Больдог не думал, что запала мальчишки хватит надолго. Умаиа не ждал, что фэаноринг заговорит сразу, но если вчера эльф молчал, то сегодня уже стонал. Завтра он будет кричать. А потом… потом фэаноринг заговорит.
***
Девятый день в крепости прошел для Линаэвэн спокойнее предыдущих, не принеся никаких потрясений. Она готовила, сидела за столом с Мартом, если нужно, говорила вежливо и отстраненно, вновь готовила. Все предыдущие дни были длинны, а сегодня она не заметила, как опустился вечер. И тэлэрэ вновь думала — кого сейчас будут мучить? Хэлйанвэ? Кириона? Обоих? Линаэвэн не знала, что Кирион сейчас получал отдых и лечение.
Обоими пленниками, и Кирионом, и Хэлйанвэ занимался Эвэг — по приказу Маирона целитель должен был восстанавливать тело фэаноинга так быстро, как возможно (какие сроки были необходимы для лечения, оба умаиар знали, так что Эвег не мог обмануть Волка).
***
Когда наступил вечер девятого дня, Хэлйанвэ вновь подготовили к допросу. Уже третий день подряд нолдо растягивали на дыбе: сегодня пленник висел на стене, закрепленный так, чтобы не мочь дернуться, и Больдог резал тело Хэлйанвэ и учил Марта ковыряться в ранах пленника.
Нолдо было непросто продолжать молчать, и держаться гордо, но Хэлйанвэ узнал, что не сдаваться легче, если, когда особенно больно, смеяться над своими палачами и над Сауроном (Больдогу-то было все равно до насмешек над Волком, но … беоринга такие насмешки задевали, и это придавало силы пленнику). Больдог ненавидел щенка-фэаноринга, не желающего даже кричать, а Март проникся уважением к нолдо — несмотря на свои юные годы (нолдо выглядел ровестником Марта), Хэлйанвэ держался как герой.
***
Вечер перешел в ночь, и Линаэвэн уснула. Фуинор ожидал этого момента и неслышно вошел в комнату девы, сел рядом и окутал тэлэрэ колдовским сном. И во сне дева задумалась — точно ли пленные получают ту еду, что она готовит? Не подмешивают ли чего к этой еде?

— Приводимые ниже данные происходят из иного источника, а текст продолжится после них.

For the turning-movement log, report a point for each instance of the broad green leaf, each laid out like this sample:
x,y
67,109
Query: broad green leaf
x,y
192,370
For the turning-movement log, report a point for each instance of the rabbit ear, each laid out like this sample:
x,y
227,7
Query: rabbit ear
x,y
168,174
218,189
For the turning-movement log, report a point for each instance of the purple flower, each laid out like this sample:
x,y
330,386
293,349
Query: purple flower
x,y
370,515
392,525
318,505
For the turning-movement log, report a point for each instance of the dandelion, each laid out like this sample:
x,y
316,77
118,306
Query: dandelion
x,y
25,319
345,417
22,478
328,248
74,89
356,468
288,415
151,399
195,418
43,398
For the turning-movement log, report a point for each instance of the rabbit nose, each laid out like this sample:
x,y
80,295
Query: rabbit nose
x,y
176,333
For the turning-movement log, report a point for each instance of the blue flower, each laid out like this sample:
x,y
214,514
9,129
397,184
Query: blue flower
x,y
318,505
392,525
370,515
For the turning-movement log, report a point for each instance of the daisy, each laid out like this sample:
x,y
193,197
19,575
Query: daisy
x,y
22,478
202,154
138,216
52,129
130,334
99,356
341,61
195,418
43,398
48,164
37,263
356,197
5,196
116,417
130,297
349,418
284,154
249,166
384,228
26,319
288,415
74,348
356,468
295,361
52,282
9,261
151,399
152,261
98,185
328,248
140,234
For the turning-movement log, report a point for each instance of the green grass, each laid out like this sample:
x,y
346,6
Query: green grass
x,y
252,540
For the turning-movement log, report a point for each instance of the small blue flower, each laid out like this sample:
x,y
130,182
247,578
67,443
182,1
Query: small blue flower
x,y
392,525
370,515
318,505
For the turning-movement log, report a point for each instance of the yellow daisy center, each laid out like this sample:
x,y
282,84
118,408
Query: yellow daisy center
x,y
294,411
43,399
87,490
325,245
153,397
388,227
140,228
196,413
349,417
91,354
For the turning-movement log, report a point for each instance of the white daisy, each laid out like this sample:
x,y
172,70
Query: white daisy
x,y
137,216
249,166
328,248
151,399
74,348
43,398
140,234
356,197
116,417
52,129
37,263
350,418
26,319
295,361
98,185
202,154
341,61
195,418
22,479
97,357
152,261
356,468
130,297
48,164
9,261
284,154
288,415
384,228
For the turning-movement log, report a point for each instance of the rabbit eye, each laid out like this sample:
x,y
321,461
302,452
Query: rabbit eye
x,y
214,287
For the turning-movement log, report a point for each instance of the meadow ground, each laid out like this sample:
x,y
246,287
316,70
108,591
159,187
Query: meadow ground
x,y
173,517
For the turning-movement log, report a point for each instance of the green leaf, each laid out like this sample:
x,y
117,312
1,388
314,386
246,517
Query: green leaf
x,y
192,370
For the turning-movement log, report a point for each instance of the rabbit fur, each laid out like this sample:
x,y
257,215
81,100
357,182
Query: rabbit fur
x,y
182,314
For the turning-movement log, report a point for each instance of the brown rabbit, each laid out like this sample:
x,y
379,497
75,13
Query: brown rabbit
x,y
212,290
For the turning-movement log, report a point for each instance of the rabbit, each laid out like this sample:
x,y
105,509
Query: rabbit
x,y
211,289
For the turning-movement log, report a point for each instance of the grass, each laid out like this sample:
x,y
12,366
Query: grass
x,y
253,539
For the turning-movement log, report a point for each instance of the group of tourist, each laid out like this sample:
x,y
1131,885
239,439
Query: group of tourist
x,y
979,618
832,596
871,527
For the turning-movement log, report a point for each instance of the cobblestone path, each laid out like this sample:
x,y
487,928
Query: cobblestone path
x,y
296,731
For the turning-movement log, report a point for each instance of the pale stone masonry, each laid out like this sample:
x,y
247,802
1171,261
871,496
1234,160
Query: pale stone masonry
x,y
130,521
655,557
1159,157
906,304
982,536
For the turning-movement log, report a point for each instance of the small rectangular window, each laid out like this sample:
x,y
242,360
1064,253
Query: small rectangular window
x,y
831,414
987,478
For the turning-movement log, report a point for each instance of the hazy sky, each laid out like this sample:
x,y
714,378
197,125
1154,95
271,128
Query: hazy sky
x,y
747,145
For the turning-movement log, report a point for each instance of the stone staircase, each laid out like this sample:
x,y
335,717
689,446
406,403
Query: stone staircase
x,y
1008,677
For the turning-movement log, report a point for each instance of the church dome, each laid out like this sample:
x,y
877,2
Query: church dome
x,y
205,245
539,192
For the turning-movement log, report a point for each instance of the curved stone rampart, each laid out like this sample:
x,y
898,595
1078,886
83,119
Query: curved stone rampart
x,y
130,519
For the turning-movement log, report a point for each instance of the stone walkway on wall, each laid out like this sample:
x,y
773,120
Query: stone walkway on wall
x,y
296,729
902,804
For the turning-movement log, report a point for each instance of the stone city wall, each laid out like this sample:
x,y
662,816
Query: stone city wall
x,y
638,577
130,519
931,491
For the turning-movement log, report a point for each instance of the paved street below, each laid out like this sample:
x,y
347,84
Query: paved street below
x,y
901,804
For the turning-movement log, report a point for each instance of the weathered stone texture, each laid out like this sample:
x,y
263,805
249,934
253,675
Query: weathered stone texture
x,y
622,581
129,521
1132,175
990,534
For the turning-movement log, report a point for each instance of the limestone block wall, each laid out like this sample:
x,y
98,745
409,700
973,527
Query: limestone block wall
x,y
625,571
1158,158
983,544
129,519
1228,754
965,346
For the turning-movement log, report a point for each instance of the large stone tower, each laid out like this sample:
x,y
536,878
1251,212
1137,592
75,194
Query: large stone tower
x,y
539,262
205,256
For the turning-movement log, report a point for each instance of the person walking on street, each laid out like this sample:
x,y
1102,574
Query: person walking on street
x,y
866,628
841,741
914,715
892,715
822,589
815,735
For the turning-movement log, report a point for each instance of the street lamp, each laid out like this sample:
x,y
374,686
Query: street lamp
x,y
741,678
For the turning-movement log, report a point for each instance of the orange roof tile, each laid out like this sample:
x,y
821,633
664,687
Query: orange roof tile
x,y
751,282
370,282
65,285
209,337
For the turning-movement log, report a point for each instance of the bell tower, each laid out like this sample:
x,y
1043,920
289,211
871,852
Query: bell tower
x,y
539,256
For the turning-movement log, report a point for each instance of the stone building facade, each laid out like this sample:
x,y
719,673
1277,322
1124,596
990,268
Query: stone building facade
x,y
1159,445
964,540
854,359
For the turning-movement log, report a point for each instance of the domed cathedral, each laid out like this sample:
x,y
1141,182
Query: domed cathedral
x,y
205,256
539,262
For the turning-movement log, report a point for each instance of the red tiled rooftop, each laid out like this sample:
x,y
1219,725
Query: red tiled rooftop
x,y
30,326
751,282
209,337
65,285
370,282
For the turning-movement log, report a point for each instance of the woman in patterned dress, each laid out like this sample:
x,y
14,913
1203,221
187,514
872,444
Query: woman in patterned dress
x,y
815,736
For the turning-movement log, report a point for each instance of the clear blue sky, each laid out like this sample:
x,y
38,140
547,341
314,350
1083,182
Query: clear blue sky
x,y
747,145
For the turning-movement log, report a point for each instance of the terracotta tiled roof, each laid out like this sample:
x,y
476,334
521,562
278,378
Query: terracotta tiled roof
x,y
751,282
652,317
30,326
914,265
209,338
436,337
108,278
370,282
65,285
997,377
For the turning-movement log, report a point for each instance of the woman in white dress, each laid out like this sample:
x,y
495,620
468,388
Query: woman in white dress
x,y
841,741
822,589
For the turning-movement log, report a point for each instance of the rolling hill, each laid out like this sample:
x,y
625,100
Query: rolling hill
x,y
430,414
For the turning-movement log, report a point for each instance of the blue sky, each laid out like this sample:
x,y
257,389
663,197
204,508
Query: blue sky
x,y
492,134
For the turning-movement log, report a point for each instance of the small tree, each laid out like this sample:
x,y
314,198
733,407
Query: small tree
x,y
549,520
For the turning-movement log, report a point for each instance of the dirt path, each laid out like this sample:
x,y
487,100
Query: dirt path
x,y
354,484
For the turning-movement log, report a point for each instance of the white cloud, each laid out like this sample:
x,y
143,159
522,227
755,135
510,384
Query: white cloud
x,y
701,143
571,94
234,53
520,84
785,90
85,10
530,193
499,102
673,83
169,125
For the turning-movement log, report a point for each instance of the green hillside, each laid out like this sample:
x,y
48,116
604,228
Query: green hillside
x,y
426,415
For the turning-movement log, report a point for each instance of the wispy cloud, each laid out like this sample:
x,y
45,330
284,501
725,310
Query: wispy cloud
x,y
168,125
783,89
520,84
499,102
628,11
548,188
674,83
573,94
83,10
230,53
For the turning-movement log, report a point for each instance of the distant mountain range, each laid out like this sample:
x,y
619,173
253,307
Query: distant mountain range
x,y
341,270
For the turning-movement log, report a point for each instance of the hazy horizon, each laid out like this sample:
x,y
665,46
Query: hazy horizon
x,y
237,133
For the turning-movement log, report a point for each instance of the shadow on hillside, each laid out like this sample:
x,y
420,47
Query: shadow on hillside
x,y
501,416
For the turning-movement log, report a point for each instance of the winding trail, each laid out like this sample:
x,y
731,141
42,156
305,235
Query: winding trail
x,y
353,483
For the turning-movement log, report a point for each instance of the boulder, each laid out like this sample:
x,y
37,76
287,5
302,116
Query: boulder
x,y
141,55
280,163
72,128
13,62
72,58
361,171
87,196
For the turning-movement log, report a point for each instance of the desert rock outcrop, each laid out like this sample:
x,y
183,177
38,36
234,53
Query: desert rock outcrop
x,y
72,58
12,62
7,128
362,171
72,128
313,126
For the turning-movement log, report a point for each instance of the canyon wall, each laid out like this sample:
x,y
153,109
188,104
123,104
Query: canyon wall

Утром эльдэ проснулась в тревоге. Она оставалась на кухне ради того, чтобы хотя бы помогать родичам чарами, вложенными в пищу, укреплять таким образом их дух. Но этой ночью ей виделся Кирион, истощенный и измученный пытками, с какой-то лепешкой отвратительного серого цвета, и довольно хохочущие орки, что расписывали тиндо, как вкусно готовит Линаэвэн. А в другом сне виделось, как над едой, приготовленной ею, колдуют Фуинор и Саурон, подмешивая в пищу свои зелья, а после — сгибающийся от боли после отравленного варева Хэлйанвэ… И Линаэвэн не могла не гадать, что это было — просто сны, воплощение ее страхов, или предчувствие? Ведь Темные могли так поступать. Но потом тэлэрэ вспомнила благодарные слова Вэрйанэра. Если бы приготовленное ею не доставалось пленникам или от него становилось бы тяжело, нолдо говорил бы иначе.